Building buff brains: Remedial instruction can close gap between good, poor readers

From EurekAlert! - Breaking News:

Just as a disciplined exercise regimen helps human muscles become stronger and perform better, specialized workouts for the brain can boost cognitive skills, according to Carnegie Mellon scientists.

Their new brain imaging study of poor readers found that 100 hours of remedial instruction --- reading calisthenics, of sorts, aimed to shore up problem areas --- not only improved the skills of struggling readers, but also changed the way their brains activated when they comprehended written sentences.
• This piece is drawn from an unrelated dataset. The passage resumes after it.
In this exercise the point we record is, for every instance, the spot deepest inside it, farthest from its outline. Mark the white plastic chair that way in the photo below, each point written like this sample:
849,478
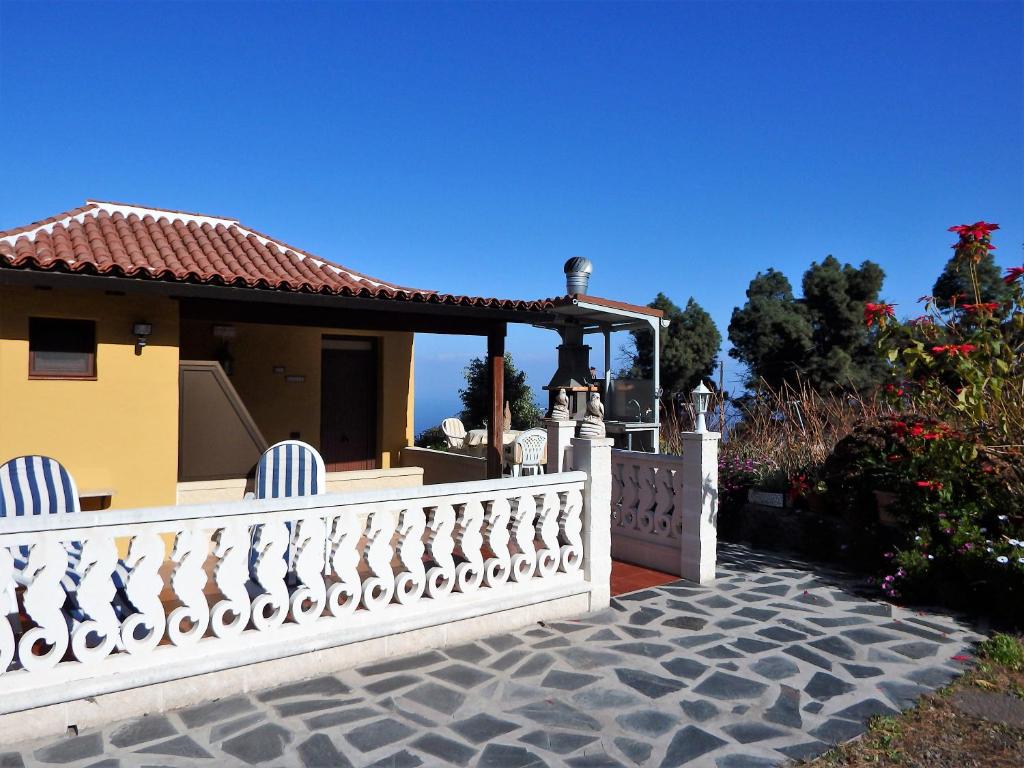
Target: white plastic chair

Carnegie Mellon researchers say poor readers initially have less activation in the parietotemporal area of the brain, which is the region responsible for decoding the sounds of written language and assembling them into words and phrases that make up a sentence, than do good readers.

However, remedial instruction increases the struggling readers' activation to near normal levels.

"This study demonstrates how the plasticity of the human brain can work for the benefit of remedial learning," says neuroscientist Marcel Just, director of Carnegie Mellon's Center for Cognitive Brain Imaging (CCBI), and senior author of the new study currently available on the Web site of the journal Neuropsychologia.

Using functional magnetic resonance imaging (fMRI), CCBI Research Fellows Ann Meyler and Tim Keller measured blood flow to all of the different parts of the brain while children were reading and found that that the parietotemporal areas were significantly less activated among the poor readers than in the control group.

There is a persistent but incorrect belief that dyslexia is primarily caused by difficulties in the visual perception of letters, leading to confusions between letters like "p" and "d".